CONSEQUENCES: If these two pieces of very likely futurisms take place, then I am going to declare myself a free agent fan of the NFL, and I will be entertaining offers from every team in the league at that point. If this season starts getting uglier for the Skins, I’ll dig through the house, look through the bank statements, and try to figure up a yearly average for how much money I waste on my favorite team. And I’ll pick out some of the Armchair Linebacker highlights to pass along as examples of how hard I go for a team. But I just can’t see continuing to waste my emotions somewhere that isn’t going to give me anything in return. I just can’t.
There is a feeling of chumpiness to this, like I’m a punk who switches teams. I am sure the first guy who tried to force free agency on the NFL was made to feel that way in his team’s locker room. “Why would you betray us? You’re not a real member of this team, are you?” But damn man, I’ve got to look out for myself. These yearly offseason championships followed up by more and more creative ways to fuck things up, it’s really hurting me. I mean honestly, I could probably have myself evaluated medically – physically and psychologically – and I think in our overly litigious culture, there’d be grounds for a class action lawsuit against Dan Snyder by Redskins fans. But I’m not that type of person. I am willing to take responsibilities for my own actions. I do not feel entitled to anything except a chance to enjoy myself. (I guess accountability plus lack of sense of entitlement would not make me an ideal candidate for a Dan Snyder free agent contract, would it?)
I am sad it has come to this, but I just wanted to make my long-term intentions clear now, so it did not seem like some bullshit knee-jerk reaction.
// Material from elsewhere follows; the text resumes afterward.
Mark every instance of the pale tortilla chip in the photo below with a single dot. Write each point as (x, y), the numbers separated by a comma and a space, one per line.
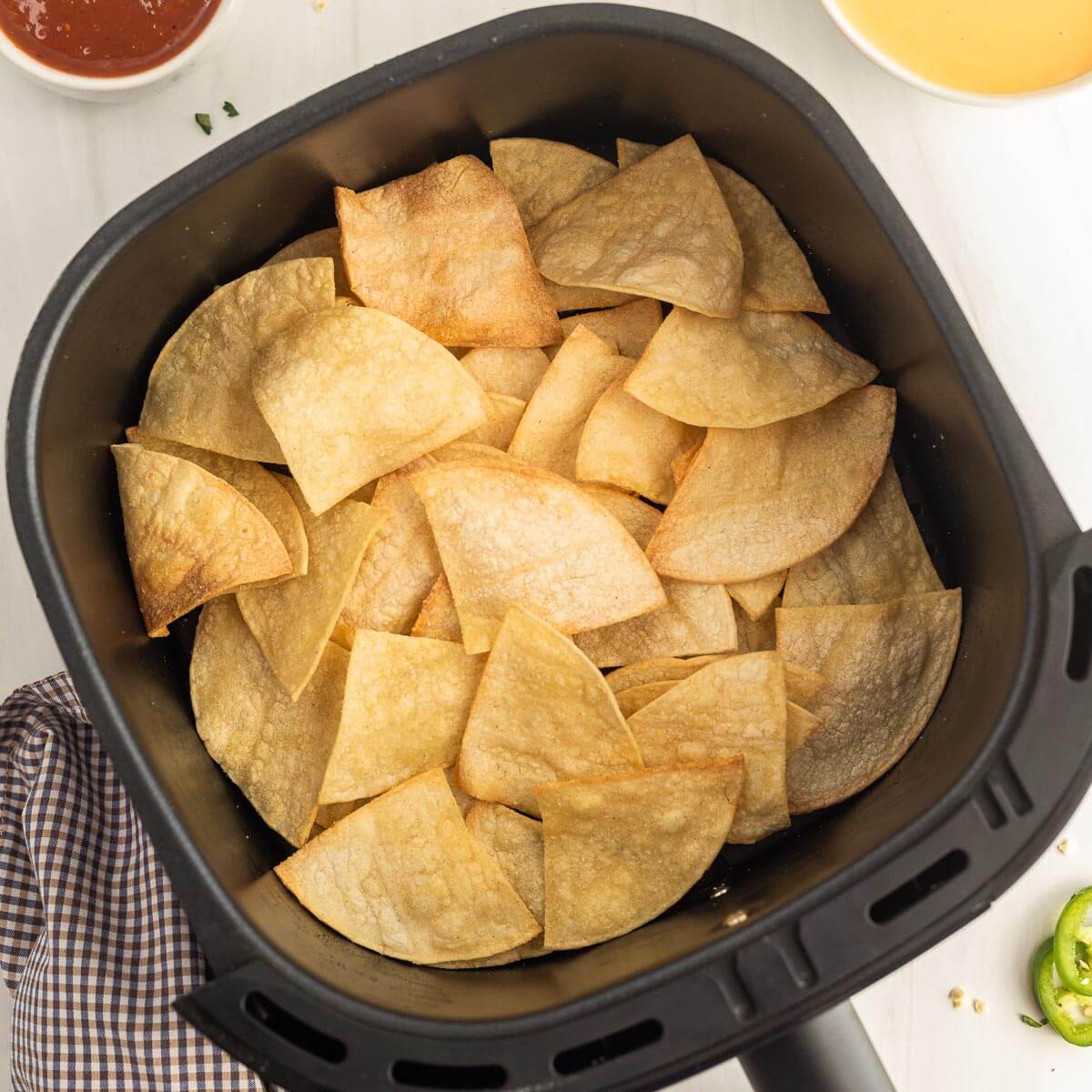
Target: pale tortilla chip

I would like to keep my talents in the extended D.C. area (really extended – into Southside Virginia, which doesn’t even have an AM station carrying the games anymore – again, I blame Dan Snyder’s greed for this), and I would like to end my career as an NFL fan right where it started, sporting and supporting the burgundy and gold. But I have to look out for my own emotional well-being, as well as the happiness of my family. My children do not like to be around me during football season. My wife hates the Redskins, not because she likes another team or thinks football is stupid or anything, but because of their ill effects they have on our shared lives. I showed her the gif of Albert Haynesworth laying on the ground, and her response was, “So that’s basically the Redskins in a nutshell right there.” And I really couldn’t argue with her.
Before any sad sack loser whose team has been even worse than the Redskins comes and shoots me down with their judgmental condemnations, understand I am not proud of this potential decision. And I understand your complaints. Most of my life, I would’ve said the exact same thing. But in this emotional clusterfucked mess of being an NFL fan of the most extreme prejudice, there comes a time where we must stand up for ourselves. We have to stop taking this shit at some point, don’t we? Whenver someone is like, “Let’s boycott the team until he sells it to someone else,” other fans are like, “LOLOLOLOL, u retarded!” So why not shop our allegiance and loyalties to the rest of the league, and try to find somewhere that won’t make us want to kick our dogs in the ribs and smash countertops and stomp around in a general funk every autumnal Monday (or Tuesday) for the rest of our goddamned lives? What the fuck do we, as fans, deserve for our fandom? Certainly feels like I should have a shot at something more than simply misery and cynicism.